Incident Report for Atlassian Bitbucket

Postmortem

After more than a day of monitoring we can now confirm that this issue has been resolved.

We found that a bug in the software that runs one controller of our storage infrastructure began to cause some network slowdowns for all file operations issued to that controller. We believe the bug began early in the week, but only manifested itself under high load.

On Thursday, the site was much busier than normal during our peak traffic time. We discovered some applications causing significantly higher traffic to Bitbucket's API endpoints and temporarily blocked it.

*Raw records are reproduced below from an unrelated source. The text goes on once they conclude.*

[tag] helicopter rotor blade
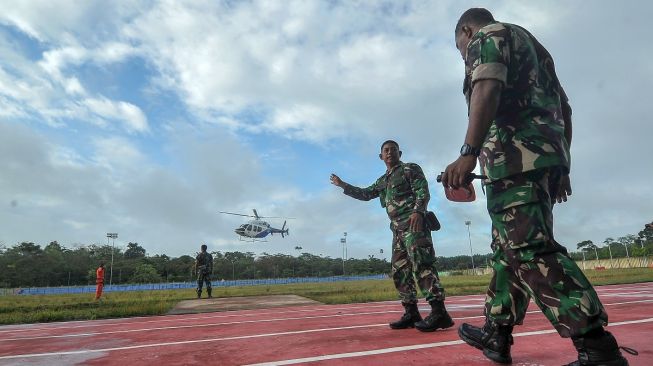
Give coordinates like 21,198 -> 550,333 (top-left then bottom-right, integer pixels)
220,211 -> 255,217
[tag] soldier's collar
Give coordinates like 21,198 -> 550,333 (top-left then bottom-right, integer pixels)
385,160 -> 404,175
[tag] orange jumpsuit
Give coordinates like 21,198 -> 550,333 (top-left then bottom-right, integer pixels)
95,267 -> 104,300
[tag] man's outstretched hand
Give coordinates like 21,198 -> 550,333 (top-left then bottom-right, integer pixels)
330,174 -> 345,187
442,155 -> 476,188
408,212 -> 424,232
554,175 -> 571,203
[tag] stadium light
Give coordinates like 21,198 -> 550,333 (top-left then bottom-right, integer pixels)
107,233 -> 118,286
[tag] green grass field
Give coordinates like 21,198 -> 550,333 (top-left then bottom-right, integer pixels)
0,268 -> 653,324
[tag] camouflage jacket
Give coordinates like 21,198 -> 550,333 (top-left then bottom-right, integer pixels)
344,162 -> 430,229
195,252 -> 213,274
463,22 -> 570,180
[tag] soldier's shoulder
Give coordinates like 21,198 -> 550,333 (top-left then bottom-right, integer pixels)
478,22 -> 511,36
404,163 -> 422,172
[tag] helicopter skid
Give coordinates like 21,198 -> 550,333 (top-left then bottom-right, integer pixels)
238,236 -> 268,243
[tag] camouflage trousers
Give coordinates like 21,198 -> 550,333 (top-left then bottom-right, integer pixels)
485,169 -> 608,337
392,229 -> 444,304
197,271 -> 211,295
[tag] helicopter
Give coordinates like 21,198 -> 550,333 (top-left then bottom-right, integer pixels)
220,209 -> 294,241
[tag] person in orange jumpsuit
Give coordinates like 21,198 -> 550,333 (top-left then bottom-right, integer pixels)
95,263 -> 104,300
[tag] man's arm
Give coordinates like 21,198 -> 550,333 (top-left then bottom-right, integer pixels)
330,174 -> 379,201
408,164 -> 431,214
442,79 -> 503,188
408,164 -> 431,232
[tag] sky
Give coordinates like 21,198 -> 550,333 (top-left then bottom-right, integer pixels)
0,0 -> 653,259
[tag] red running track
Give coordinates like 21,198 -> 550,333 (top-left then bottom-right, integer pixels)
0,282 -> 653,366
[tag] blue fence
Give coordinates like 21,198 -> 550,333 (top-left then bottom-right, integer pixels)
0,274 -> 388,295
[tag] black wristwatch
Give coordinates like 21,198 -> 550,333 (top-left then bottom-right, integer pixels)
460,144 -> 481,157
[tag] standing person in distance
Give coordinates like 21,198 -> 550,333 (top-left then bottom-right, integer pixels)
195,244 -> 213,299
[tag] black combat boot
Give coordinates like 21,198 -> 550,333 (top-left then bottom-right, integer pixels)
415,300 -> 453,332
567,329 -> 637,366
458,320 -> 513,363
390,303 -> 422,329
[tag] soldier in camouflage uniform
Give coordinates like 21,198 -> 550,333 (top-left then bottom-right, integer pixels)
442,8 -> 628,365
331,140 -> 453,332
195,244 -> 213,299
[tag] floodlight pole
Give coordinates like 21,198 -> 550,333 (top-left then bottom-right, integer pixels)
465,220 -> 476,274
340,231 -> 347,277
107,233 -> 118,286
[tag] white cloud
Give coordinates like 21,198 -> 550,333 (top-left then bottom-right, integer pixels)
83,98 -> 149,132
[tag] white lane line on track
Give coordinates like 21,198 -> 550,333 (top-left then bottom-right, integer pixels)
0,300 -> 653,346
0,323 -> 388,360
0,300 -> 653,342
245,318 -> 653,366
0,282 -> 640,333
0,299 -> 483,341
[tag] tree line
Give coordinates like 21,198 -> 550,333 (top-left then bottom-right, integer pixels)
0,223 -> 653,288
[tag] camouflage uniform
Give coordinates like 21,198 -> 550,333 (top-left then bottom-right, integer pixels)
195,252 -> 213,297
463,22 -> 608,337
344,162 -> 444,304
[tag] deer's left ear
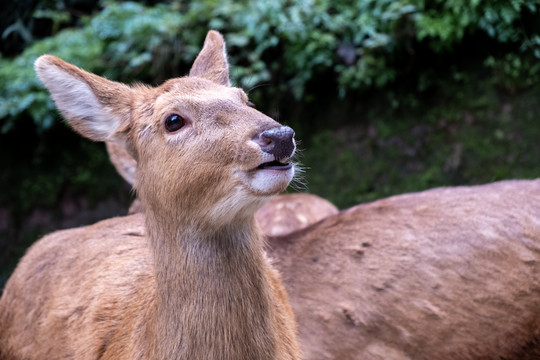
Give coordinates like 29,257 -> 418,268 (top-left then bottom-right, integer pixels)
189,30 -> 231,86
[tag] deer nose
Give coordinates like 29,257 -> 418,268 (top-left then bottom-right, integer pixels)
255,126 -> 296,160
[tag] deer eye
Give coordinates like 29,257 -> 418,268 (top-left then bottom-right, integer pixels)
165,114 -> 186,132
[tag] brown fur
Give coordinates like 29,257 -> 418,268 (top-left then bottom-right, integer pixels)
272,180 -> 540,360
255,193 -> 338,238
0,31 -> 299,360
107,142 -> 338,233
103,139 -> 540,360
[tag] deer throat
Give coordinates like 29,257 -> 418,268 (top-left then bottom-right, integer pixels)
150,219 -> 276,359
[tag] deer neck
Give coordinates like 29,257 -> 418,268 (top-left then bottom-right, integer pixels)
147,211 -> 275,359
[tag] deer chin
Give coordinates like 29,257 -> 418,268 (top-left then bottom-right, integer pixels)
238,161 -> 295,196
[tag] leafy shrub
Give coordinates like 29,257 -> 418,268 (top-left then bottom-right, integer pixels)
0,0 -> 540,133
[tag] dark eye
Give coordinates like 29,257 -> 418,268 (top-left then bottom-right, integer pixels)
165,114 -> 186,132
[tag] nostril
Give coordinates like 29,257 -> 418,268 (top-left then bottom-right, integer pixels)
256,126 -> 295,159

This appears to have exacerbated the problem which then resulted in the entire site having pages timeout and some operations to fail.

Our storage infrastructure runs multiple controllers so we can remain highly available in the face of a failure. At approximately 1:15pm PST we chose to perform a manual failover and take-back to allow the affected controller to reset. Once the controller was reset the site began to return to normal.

As a result of this incident, we are working with our storage vendor to patch the bug that caused the slowdown. We believe we know how to keep our controllers from entering this state in the future.

We appreciate your support and patience while we worked out the problem.

Posted Jan 11, 2014 - 20:08 UTC

Resolved

This incident has been resolved.

Posted Jan 10, 2014 - 01:28 UTC

Monitoring

We've identified the major contributing factors to the slowdowns we've been experiencing today and have taken steps to mitigate these issues.

At this time, we do not anticipate further performance problems as a result of these events. However, we will continue to monitor the situation.

Posted Jan 09, 2014 - 23:39 UTC

Update

We are continuing to investigate and narrow down causes of the performance problems across our infrastructure. You may continue to see slowness and occasional timeouts for various pages across the site while we work on the problem.

Posted Jan 09, 2014 - 17:56 UTC

Investigating

We are experiencing performance problems with our site and Git backends. We're working on the root cause and will keep you posted on our progress.

Posted Jan 09, 2014 - 13:34 UTC

This incident affected: Website, Git via SSH, and Git via HTTPS.